One of Hillary Clinton's most appealing claims is that she would create jobs.

It's a claim she's made before and, according to the Washington Post (subscription required), the results were not good:  

Her argument that she would put more Americans to work has focused on her time in the Senate, when she took on the mission of creating jobs in chronically depressed Upstate New York. As her husband, former president Bill Clinton, put it recently, she became the region’s “de facto economic development officer.”

But nearly eight years after Clinton’s Senate exit, there is little evidence that her economic development programs had a substantial impact on upstate employment. Despite Clinton’s efforts, upstate job growth stagnated overall during her tenure, with manufacturing jobs plunging nearly 25 percent, according to jobs data.

Jazz Shaw of Hot Air has a more anecdotal take on Hillary as job creator:

Speaking as somebody who was living in that upstate New York economy through the entire period, I can tell you that even the Washington Post’s description of her efforts is a charitable one. Clinton talked a good game and proposed big ticket legislative action to boost jobs in the region, but then completely failed to attract any support to pass it. On the local level, she personally pushed a number of programs which she claimed would deliver those 200,000 jobs. Instead, during the year that she was running for reelection it was reported that upstate had actually lost another 34,800 jobs.

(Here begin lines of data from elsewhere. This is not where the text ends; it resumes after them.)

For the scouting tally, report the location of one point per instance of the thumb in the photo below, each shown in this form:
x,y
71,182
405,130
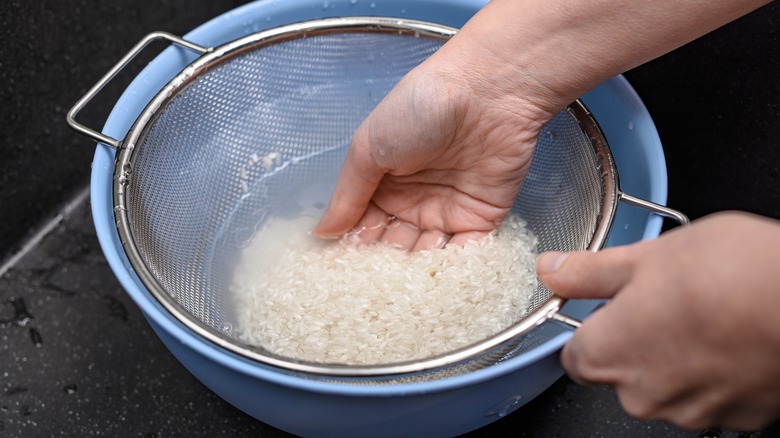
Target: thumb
x,y
356,184
586,274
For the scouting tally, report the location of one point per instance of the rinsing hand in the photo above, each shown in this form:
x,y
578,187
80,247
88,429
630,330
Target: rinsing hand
x,y
435,162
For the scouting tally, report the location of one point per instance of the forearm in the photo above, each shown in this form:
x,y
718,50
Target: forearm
x,y
550,53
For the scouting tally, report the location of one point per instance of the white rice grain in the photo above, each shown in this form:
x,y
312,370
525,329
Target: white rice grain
x,y
338,302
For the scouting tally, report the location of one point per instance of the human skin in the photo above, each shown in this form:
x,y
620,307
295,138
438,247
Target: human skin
x,y
689,336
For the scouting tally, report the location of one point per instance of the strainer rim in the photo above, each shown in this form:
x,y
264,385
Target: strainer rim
x,y
123,171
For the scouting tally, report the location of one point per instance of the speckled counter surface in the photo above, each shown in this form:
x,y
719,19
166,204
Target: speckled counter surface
x,y
77,358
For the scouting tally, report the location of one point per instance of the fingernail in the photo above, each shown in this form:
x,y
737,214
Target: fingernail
x,y
549,262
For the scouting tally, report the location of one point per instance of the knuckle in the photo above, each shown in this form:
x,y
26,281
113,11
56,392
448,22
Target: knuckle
x,y
641,408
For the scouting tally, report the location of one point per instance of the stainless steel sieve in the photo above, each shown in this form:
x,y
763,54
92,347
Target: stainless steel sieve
x,y
260,126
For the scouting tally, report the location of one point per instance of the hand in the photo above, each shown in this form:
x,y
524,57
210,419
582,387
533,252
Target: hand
x,y
692,333
435,162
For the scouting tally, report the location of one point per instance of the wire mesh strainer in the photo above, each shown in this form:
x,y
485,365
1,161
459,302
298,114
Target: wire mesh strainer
x,y
266,119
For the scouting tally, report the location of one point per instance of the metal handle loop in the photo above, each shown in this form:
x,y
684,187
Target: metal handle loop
x,y
99,136
655,208
658,209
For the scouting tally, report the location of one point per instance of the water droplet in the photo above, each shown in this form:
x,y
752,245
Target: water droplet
x,y
35,337
70,389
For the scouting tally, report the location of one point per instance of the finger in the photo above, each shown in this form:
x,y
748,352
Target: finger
x,y
401,234
586,274
357,182
469,236
371,226
431,239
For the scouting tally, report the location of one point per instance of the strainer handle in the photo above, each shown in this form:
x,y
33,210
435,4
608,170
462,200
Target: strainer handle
x,y
655,208
658,209
138,48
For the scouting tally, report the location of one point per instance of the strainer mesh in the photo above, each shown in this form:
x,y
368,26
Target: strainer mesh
x,y
266,132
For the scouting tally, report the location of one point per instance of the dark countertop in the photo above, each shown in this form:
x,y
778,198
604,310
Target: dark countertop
x,y
77,358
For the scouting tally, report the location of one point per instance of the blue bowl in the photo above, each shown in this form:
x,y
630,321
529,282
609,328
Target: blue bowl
x,y
445,407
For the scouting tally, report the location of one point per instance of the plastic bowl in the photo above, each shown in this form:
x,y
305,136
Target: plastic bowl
x,y
307,407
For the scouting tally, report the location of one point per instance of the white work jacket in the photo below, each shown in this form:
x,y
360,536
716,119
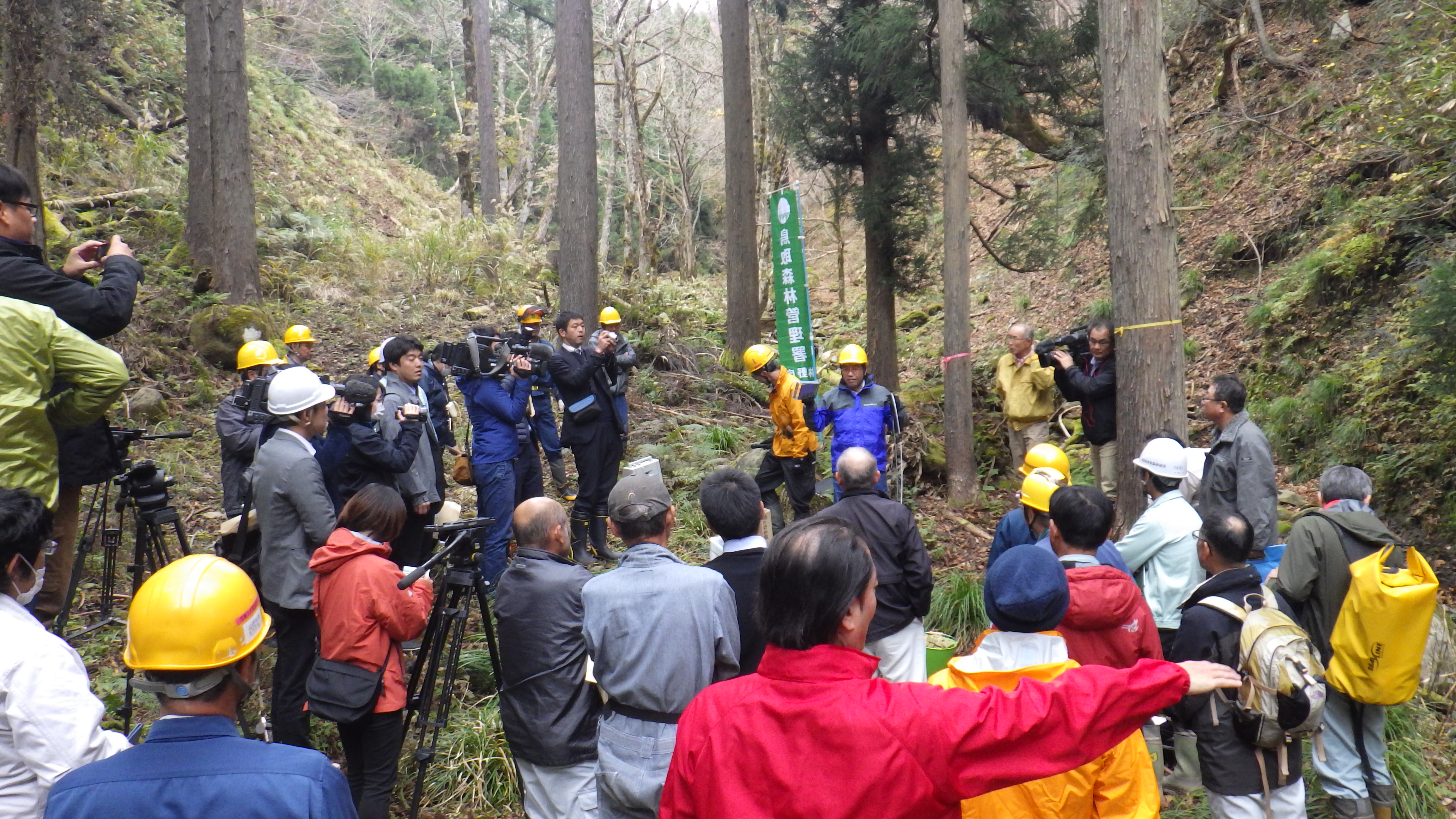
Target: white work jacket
x,y
1164,556
50,720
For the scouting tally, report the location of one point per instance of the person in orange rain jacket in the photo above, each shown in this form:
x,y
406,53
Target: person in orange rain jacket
x,y
1026,598
363,618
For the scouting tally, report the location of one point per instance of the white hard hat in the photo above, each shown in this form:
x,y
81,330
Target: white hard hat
x,y
296,390
1164,458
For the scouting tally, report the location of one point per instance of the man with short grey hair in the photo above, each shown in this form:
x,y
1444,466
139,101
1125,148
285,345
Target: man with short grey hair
x,y
548,709
902,567
1026,391
659,632
1314,575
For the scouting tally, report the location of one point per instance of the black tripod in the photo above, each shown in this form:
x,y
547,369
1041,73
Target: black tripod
x,y
142,489
432,681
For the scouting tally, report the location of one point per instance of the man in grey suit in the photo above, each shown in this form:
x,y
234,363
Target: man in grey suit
x,y
423,484
295,516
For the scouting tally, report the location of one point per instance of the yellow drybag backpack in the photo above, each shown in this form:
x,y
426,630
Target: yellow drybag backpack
x,y
1381,632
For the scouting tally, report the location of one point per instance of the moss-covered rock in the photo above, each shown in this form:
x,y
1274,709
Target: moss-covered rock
x,y
216,333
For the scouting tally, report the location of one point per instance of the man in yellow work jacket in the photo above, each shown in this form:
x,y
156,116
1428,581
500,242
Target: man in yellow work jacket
x,y
790,458
1026,598
1026,391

There was the effort to revitalize the Buffalo Niagara Medical Campus. That one completely stagnated. She promised to return commercial rail service to the southern tier region of upstate. It never happened. The outsourcing of manufacturing jobs by IBM, Kodak and others in various upstate cities (which developed as a result of her husband’s policies in the previous decade) not only continued, but accelerated. One of her signature efforts was the creation of a new program office called New Jobs for New York. After being put into place, the “program” wound up having two people on staff and a budget which wouldn’t have covered the donut bill for most large corporate offices.

It should not come as a surprise that Clinton's claims to be a job creator are largely in the realm of fantasy: she advocates the same policies at the Obama administration that has produced a historically anemic recovery. Even last week's strong jobs report doesn't erase the overall poor Obama record on economic growth (or mean that a lot of people who need full time employment aren't working part-time).

But will Clinton offer some concessions on economic policies to woo wavering Republicans? Absolutely not, according to the Wall Street Journal.